Almost every day we hear about advances in 3D printing technology, how it has just been used to produce house parts for a building or costume parts for the movie Iron Man 2.
Equipment manufacturer 3D Systems Corp has even announced it will create a 3D printer for foods and demonstrated a machine at a conference by printing candy.
So it’s not surprising that many manufacturers and industrial organisations are already using 3D printing. For the most part they are using the technology – commonly available 3D printers that render items in plastic – in a research and development setting and for prototypes.
But now a 3D printer is available for less than $1,500 that can render items of metal. Among the industries that IFS serves, this presents immediate opportunities for make-to-order manufacturing and spares and repairs.
The implications for spares and repairs inventory are obvious – rather than keeping safety stock on hand, parts could be printed as needed from a stock of materials. In the oil and gas industry, for example, where space for parts inventory is limited, this is very attractive.
3D printing faces some barriers before it is more widely adopted. One of those is the implementation of information systems that protect the integrity of the new manufacturing process.
Factories of the future
In the traditional way that goods are manufactured, products are produced on mass and then the manufactured goods are pushed out and distributed through warehouse networks to customers.

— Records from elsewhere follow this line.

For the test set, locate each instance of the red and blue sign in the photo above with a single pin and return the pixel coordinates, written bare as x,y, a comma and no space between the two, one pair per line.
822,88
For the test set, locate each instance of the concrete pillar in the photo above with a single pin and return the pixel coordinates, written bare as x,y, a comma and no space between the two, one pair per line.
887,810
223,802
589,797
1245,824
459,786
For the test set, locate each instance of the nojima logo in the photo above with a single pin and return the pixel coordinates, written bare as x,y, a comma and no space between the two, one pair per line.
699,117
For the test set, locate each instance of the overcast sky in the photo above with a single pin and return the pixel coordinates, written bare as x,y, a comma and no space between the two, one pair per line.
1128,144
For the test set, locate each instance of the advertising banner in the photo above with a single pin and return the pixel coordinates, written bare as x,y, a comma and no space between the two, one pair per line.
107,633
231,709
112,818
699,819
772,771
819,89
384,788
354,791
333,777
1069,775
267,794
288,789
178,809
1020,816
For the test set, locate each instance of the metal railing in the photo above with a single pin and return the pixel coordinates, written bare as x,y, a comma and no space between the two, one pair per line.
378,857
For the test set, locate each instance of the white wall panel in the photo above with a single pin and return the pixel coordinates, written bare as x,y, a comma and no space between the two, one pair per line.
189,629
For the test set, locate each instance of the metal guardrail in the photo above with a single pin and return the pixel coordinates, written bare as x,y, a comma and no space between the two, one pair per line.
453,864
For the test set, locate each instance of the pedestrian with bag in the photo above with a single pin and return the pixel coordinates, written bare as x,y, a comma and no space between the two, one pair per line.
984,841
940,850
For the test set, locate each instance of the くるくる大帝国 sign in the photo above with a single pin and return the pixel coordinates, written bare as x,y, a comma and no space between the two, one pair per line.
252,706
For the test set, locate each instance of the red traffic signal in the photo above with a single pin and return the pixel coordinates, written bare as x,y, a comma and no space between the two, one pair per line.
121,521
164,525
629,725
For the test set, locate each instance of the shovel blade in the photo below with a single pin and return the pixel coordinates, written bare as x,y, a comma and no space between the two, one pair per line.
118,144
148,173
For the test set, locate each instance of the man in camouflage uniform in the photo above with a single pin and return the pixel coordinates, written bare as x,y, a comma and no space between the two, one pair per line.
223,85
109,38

This has a very large carbon footprint, high transportation costs, long lead times and little flexibility to react to changing customer demands.
Parts like this may soon be commonly produced using 3D printing.
If you look at the 3D printing supply chain picture of the future, it is very different. Demand will be pulled by the customer, which will then trigger products to be locally printed and distributed.
In this scenario, the carbon footprint is a lot smaller, there are low transport costs, and the lead time and reactiveness is short. Taken to the extreme this could result in customers having printers on their own premises with blueprints downloaded on demand – eliminating the supply chain altogether!
Both the immediate opportunities and the future scenarios I have outlined for 3D printing create new challenges, in particular ensuring the quality and authenticity of products.
This will require important changes in the way that information systems – in particular enterprise resource planning (ERP) applications – support the manufacturing process.
Ensuring product quality
A good example of where the technology can be used to good effect right now is where a customer requests the repair of an obsolete product for which spares can no longer be obtained – with 3D printing these can be printed on demand.
One of the key challenges holding this back is that, since many companies operate in heavily-regulated industries, the quality aspect of printing spares locally needs to be better understood publicly before it can replace traditional methods of manufacturing.
To address these challenges, manufacturers will need to employ ERP systems in new ways, including:
• Manufacturers using 3D printing will need process manufacturing software in their ERP application. 3D printing constitutes process manufacturing. You are taking specific alloys or materials and combining them through a process that may involve heat or other chemical reactions in order to create something new. So even if you think of yourself as a discrete manufacturer, you will become a process manufacturer as well if you engage in 3D printing.
• Having an ERP system with document control capabilities will be more crucial than before. You will have to ensure that the blueprints that you make available, or create, are of the correct revision and that the correct material is used in the 3D printing process. From a development point of view, this could be interesting, in that you will create a prototype item using 3D printing for a finished part that will always be 3D printed – whereas at the moment 3D printing is mainly used in the prototype phase and the finished part is manufactured traditionally.
• It will also be more important than ever to maintain records of the chemical components and constituents that each SKU or part is made of. And while inventory for spare parts may be reduced, an enterprise application will need sufficient forecasting functionality to determine the amount of raw materials that will be consumed over a given period, and how much usage the 3D printer will receive.
• The 3D printer will need to be set up as a workstation in ERP, with elements of enterprise asset management (EAM) present to ensure consistent maintenance has been performed on it. You will also need to be able to facilitate regular quality checks of parts produced so you can determine that they conform to specifications and functional requirements.
The problem of authenticity
Today, it is true that any competitor or other organisation can reverse engineer one of your products.
But with 3D printing, that product or part can be replicated much more rapidly since there is no need to develop tools, dies, fixtures, jigs, etc. It will be difficult to determine whether you are purchasing genuine replacement parts for industrial equipment.
3D printing to be authentic, the customer needs to be assured that the product is from the true supplier as opposed to a fake copy. So part serialisation will become far more important than ever before.
The type of serialisation functionality normally associated with highly-regulated industries like aerospace and defence and medical devices may become attractive to industry at large and adopted far more broadly.
This can be achieved in the ERP system so that when the blueprints are downloaded for printing, there is a serial ID attached to it that corresponds to the serial ID in the ERP application.